Almost every event, no matter how trivial can merit a t-shirt. Had your
wisdom teeth pulled? How ‘bout a t-shirt emblazoned with a catchy slogan
like “Novocain is for sissies”. I’ve seen shirts saying “Ask me about my
grandpuppies” and “My child is an honor student at IL State Juvenile
Facility”.

Like modern headwear, T-shirts allow modest and soft-spoken people to
shout comments sartorially. When our spouse starts wearing an “I’m with
stupid” shirt, we reach for our “– for the time being” shirt. In fact, when we
notice a white T-shirt unblemished by ad or admonition, we are often taken
aback by the avoidance of public discourse. I mean everybody has one
opinion, surely.

Our first emblems of belonging are often T-ball t-shirts that hang like
nightgowns on miniature ballplayers. Later in life our companies, customers
and vendors will try to “T-brand” us with perverse offers of free underwear
from strangers. (And we worry about candy?)

Many of my t-shirts are remembrances of museum visits in exotic locations
– Amsterdam, London, Cleveland. These proofs-of-culture are proudly worn
to display my tractability as a husband, evidence that when vacations are
planned, nobody consults me. Still they differentiate me in farmer groups
from those who wear mostly what arrives free in the mail.

In fact, my rule for “Great Art” has become: If it doesn’t look good on the
paunch of an unshaven middle-aged farmer, it isn’t Great Art.  I have t-shirt
versions of Monet’s “Water Lilies”, Van Gogh’s “Wheatfield”, and Miss
Piggy as Mona Lisa.

Recently the Hanes Company, in an unexpected fit of customer empathy
announced that it would no longer attach scratchy tags to the back of the
collar of their t-shirts. It amazed me that several decades of t-shirts had to be
manufactured before someone in the company actually wore one for a day.
At any rate, this development has altered my marriage.

Jan once – no, make that has repeatedly – pointed out that our marriage
vows contained no reference to tediously picking out the stitching on t-shirt
tags. I countered with the salient argument: “Awww, jeeez!”  Having
suffered without silence for most of my adolescent years from scratchy-tag
syndrome (yes, we’re talking the heartbreak of STS) the prospect of relief
without the gash that removal with tin snips produces was a key factor in my
decision to wed.
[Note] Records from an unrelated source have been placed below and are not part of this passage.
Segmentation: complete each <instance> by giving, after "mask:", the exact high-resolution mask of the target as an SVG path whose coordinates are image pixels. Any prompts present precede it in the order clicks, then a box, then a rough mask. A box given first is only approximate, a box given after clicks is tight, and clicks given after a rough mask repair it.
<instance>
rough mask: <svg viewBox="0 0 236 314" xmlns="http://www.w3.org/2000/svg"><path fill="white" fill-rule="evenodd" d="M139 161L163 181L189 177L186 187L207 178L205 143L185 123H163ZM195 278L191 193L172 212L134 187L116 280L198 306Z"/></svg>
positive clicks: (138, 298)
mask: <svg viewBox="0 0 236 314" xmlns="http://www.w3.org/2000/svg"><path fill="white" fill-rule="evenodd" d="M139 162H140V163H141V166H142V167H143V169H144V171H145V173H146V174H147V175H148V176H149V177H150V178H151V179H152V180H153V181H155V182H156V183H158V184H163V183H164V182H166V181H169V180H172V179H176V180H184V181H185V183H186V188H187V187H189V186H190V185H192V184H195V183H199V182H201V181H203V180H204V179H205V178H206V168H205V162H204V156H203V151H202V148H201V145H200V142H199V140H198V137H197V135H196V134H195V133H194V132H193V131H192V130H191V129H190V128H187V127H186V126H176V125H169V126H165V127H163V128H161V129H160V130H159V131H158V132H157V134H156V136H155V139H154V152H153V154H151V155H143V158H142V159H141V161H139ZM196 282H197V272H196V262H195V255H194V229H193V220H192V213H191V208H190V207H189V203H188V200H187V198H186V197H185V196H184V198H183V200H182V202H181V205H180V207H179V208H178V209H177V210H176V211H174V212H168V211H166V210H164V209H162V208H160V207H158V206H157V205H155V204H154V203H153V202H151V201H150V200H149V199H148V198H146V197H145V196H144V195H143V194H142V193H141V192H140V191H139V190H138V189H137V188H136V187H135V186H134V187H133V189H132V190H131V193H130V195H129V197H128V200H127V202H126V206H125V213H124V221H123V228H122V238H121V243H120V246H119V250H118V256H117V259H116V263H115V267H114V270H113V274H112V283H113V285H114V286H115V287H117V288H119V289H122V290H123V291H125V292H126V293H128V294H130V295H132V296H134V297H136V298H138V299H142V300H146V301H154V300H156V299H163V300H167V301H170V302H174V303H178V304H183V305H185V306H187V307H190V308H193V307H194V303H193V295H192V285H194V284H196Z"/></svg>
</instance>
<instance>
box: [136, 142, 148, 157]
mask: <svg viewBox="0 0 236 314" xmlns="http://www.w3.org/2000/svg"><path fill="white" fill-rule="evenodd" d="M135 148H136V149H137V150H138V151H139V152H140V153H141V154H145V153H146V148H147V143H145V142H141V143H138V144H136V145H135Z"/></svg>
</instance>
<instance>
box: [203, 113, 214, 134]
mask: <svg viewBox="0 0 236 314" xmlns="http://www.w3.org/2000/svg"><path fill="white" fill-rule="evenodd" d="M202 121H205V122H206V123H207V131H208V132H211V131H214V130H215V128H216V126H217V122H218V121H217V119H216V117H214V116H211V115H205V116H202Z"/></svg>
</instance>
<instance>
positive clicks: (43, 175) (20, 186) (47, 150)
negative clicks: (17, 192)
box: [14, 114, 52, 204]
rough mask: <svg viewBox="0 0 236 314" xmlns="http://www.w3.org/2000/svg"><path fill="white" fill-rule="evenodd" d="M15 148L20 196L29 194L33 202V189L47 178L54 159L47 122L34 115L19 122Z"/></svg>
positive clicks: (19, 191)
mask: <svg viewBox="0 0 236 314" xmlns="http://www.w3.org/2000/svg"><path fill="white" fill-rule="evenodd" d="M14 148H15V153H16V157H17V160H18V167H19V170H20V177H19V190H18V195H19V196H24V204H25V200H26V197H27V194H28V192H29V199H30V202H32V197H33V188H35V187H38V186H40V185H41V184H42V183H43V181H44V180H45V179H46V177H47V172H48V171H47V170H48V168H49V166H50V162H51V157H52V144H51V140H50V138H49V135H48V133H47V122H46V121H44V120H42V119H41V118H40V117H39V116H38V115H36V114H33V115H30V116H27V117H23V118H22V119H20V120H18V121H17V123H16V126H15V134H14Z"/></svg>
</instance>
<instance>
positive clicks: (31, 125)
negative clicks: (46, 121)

If only I had waited 32 years.

Recently I have become fascinated with the problem of t-shirt aging. Where
do the little holes come from? And why do they seem to invite fingers to be
stuck through them, sometimes while in the choir loft. While it can make
amusing horseplay for tenors and other children, these small holes seem to
appear at random and frequently after I have used an air hose to blow the
crud and corrosion off a tractor battery. I sense a pattern here…

T-shirts also shrink disproportionately. Mine seem intent on strangling my
armpits while the neck sags to catch chaff and dust from above. Still, their
remarkable tensile strength comes in handy when shirt buttons fail and
unrestrained abdomens threaten to escape to freedom.

T-shirts are marvelous in their versatility. Caught without a handkerchief
during allergy season? That’s what shirttails are for. In fact, as a high school
basketball apprentice whose nose ran when his feet did (and yes, they both
smell – har, har!), I discovered that blowing your nose on your T-shirttails
not only was handy, it kept defenders from hand-checking or pushing off.

Few things can comfort like an old t-shirt fresh from the dryer on a cold day.
Moreover, nothing says love like identically folded t-shirts stacked neatly in
a drawer. And of course one mustn’t discount the benefits of wet t-shirts,
such as livening up a lackluster seed corn meeting.

Perhaps Plato put it best: “Underestimating underwear undermines
understanding”. Or was that Bluto?

Did I write this?  I have no idea.  (Oddly, one reason may be its outstanding hilarity, according to real science.)


Depending on whether you enjoy it, consider that I may have.

3 comments:

Anonymous said...

John , for humor I thought you were going too say that if some dairy farmer needed a winter break in Phoenix you will milk his cows for him -regards-kevin (keep up the good work)

Anonymous said...

Funny thing is I DO remember this column. Good thing this stuff is on the internet for ever and ever. You will have something for Jan to read to you in your old senile years. And it will seem new every time.

Brandon

John Phipps said...

brandon:

ow - that stung a bit. But as I always say "senility is as senility does".